Both pieces of information are useful in determining whether someone is likely to get sick from a tick bite. While some species don’t pose a risk to human health, the deer tick, which is spreading farther north into Maine, is known to transmit Lyme disease as well as two other illnesses emerging in the state: anaplasmosis and babesiosis.
In areas where the deer tick is more prevalent, such as York and Cumberland counties, up to 70 percent are estimated to carry disease, Lubelczyk said. The infection rate is about 40 percent in the Bangor area. It drops further in Aroostook County and Down East, but submissions from those regions are increasing, he said.
No matter where you are in the state, “the potential for infected ticks is going to be out there,” Lubelczyk said.
Deer ticks carrying disease must be attached for 36 to 48 hours to spread illness through a bite, he said.
Even then, the tick may or may not actually make you sick, according to Dr. Stephen Sears, state epidemiologist.
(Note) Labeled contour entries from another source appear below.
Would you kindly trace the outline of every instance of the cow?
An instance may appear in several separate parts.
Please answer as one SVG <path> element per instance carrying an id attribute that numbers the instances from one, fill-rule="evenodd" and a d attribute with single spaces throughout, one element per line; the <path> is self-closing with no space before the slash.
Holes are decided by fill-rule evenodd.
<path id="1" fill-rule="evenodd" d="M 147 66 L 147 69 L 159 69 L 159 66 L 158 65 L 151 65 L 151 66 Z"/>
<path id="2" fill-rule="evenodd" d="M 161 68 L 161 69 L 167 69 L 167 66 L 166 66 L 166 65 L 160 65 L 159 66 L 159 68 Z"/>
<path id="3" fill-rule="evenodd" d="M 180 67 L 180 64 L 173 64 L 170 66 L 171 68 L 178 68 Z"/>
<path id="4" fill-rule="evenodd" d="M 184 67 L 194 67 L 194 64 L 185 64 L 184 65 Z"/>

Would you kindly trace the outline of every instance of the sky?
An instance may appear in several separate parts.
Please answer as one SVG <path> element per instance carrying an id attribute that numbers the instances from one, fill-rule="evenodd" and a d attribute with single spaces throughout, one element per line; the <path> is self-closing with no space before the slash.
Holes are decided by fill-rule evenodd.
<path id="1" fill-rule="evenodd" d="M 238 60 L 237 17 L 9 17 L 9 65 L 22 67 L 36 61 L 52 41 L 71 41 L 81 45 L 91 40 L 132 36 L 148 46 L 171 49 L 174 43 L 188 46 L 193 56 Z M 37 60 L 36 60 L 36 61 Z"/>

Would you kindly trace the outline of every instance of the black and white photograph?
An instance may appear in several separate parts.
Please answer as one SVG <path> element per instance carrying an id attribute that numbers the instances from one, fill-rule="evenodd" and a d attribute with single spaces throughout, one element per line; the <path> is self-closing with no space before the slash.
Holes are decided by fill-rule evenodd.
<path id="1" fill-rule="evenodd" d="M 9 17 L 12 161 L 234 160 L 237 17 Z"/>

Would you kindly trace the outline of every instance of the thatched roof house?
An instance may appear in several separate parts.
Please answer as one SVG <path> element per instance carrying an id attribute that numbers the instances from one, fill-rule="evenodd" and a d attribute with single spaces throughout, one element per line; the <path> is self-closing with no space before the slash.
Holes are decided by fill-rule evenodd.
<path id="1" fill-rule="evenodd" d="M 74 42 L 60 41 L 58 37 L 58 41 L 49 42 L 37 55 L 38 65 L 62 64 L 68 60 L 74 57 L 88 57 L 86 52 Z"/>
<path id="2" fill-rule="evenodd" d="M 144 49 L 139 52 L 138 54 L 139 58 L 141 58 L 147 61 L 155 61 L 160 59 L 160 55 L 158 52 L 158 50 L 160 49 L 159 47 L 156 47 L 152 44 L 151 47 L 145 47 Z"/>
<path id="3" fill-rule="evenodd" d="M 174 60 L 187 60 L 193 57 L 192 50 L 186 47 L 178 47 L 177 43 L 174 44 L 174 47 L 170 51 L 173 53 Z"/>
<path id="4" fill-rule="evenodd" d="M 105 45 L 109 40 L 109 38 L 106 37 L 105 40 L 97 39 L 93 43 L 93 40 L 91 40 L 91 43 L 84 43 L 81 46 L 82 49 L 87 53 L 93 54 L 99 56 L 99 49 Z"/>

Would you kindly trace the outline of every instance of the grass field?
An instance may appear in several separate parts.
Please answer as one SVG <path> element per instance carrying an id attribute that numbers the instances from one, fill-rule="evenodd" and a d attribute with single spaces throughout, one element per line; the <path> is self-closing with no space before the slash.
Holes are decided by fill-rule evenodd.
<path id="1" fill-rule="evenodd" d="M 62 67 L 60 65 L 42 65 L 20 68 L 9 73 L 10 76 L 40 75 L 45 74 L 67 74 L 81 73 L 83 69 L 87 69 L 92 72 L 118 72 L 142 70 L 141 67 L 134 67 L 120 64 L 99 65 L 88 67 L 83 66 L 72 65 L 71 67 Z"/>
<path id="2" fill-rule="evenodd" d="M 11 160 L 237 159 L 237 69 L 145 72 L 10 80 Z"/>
Testing can tell you whether the tick that bit you carries an illness-causing organism, but not whether you’ve been exposed to the disease, he said.
“Even though a tick may be infected, it does not always transmit disease,” Sears said.
If you’re bitten by a deer tick that clings to your body for at least 24 hours and is engorged with blood, health practitioners assume the potential for disease, he said. Doctors may recommend a dose of antibiotics and patients must monitor themselves for symptoms for about a month, he said.
Health practitioners do not, however, recommend the blowtorch approach to tick removal. If you spot an embedded tick, use tweezers to grasp its mouth and pull it out with steady pressure. Don’t use petroleum jelly, hot matches or nail polish remover, which can increase the risk of infection.
MMC’s lab typically tests 1,000-1,600 ticks a year, Lubelczyk said. Submissions come from state and federal agencies, doctors, veterinarians and the public.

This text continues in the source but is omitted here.